What else? After writing [for the blog] it's hard to have anything else to say. So when people ask me how things are here, I'm like.... uuuhhhhhhhh.... and I go kind of spacey. Life here is reasonably good, but so lacking all of our loved ones. We've made some new friends, but they so don't fill the void. I'm not really lonely though, just aware that I'm limited in my ability to hang out with who I want, and chat with buddies, etc..
Our place is nice, we've done some nice things with it, but we've run out of money so it's still kind of empty. The kitchen still grosses me out and I still haven't put all our pots and pans and dishes away because some of the cabinets are smelly. Plus there are geckos running everywhere and leaving poops behind. Sometimes the ants make me want to run through the streets screaming like a crazy person because I can't take it anymore. And then there are cockroaches. I found a cockroach leg in our washing machine and I almost couldn't stand to take out the rest of the laundry in case there were other body parts in there.
I think I'm used to life here though, for the most part. Used to it enough that I think it'll already take me a little adjusting to come back. I think I will become depressed at how dull Denver is when we move back (after the excitement of ease of finding things has worn off). But it will be nice to not spend so much time photographing, editing photos and writing about everything that is happening in our lives. I won't know what I'll do with that spare time!
6 comments:
Come on, is Denver really that boring ... I think that's a little unfair. The population has experienced a 13% increase since 2000 ... people are moving here for some reason ... and people stay here for some reason.
Suburbia ... boring ... absolutely.
BUT you'll be happy to know there is a very nice Sushi restaurant on I25/144th. There is also a new plaza that is almost complete at 128th/Holly AND the lot on the corner of 120th/Holly is being slated for some new development AND there is a Vitamin Cottage going up at 116th/Washington AND there is a Stapleton-like development slated for 140th-ish and Quebec.
Things *are* getting a little better in soulless suburbia. But find me a suburbia that is a mecca of activity - it's contradictory *by definition*.
Denver ... Colorado and mountains ... boring ... a little unfair. There are plenty of activities to do here for a wide array of people.
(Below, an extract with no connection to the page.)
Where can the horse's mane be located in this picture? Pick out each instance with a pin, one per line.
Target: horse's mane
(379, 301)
For example, I met two people last weekend while in Hartford, CT - both were HOT-Lanta (Atlanta) natives. One currently lives in Kyoto, Japan the other in DC. They both are in their late 30s. And both said they've visited on numerous occasions and would love to live here - the outdoor activities being one of the primary attractors - weather being another.
No, I don't work for the Colorado Dept. of Travel and Tourism, but I think labeling the place boring mis-characterizes what is DOES have to offer to those who do not find it boring.
No, it's clearly not everything to everyone (and clearly not what _you'd_ like it to be) ... but neither is NYC or LA. But try San Jose, CA ...
... the streets of downtown Denver are very much alive and busy on the weekends for those who want to wait in line to drink and party.
Love ya,
K:M
I sympathize with the feeling that life will be close to boring when you get back to Denver. I hate living here, but I realize that that has a lot to do with the fact that I don't do a lot of the things that Denver, Colorado is considered fun for. I don't ski. I don't drink. I don't go clubbing. About the only Colordo-ish thing I do is taking walks outside, and riding my bike to places. I feel no connection with the people here. Maybe that's because I'm hardly a social butterfly, but I meet enough people and I've lived here long enough to feel safe in concluding that Denver is just not my idea of fun. It's beautiful, yes. My eyes have so gotten used to seeing the mountains in the horizon, I have a rule about living someplace without mountains... if there are no mountains, I demand the ocean.
When I went on vacation in St. Croix and Mexico, I felt such a connection with the people and their culture and activities that I had a hard time coming back without feeling down in the dumps about it. The difference was felt immediately. I felt it the minute I boarded the plane and headed home.
I don't know where I want to be really if I had a choice. But I know that I want to be someplace a lot more urban and diverse than here. From the sounds of it, Malaysia is nothing if not diverse. I can totally see the difficulty of settling back into Suburbia.
I knew someone would come out in defense of Denver over this one! Ok, it has a lot to do with relativity. Relative because of what locale you are comparing it to, and also relative to the person experiencing it. And I really should have qualified it by saying it was going to be dull for me.
I am with Reem on the fact that we don't appreciate Denver/Colorado as much because of our lack of interest in the outdoor activities it's famous for. Other things I am not into: baseball/football, western-themed anything, country music, brown/dead landscape (that one really depresses me), endless and overbearing sunshine.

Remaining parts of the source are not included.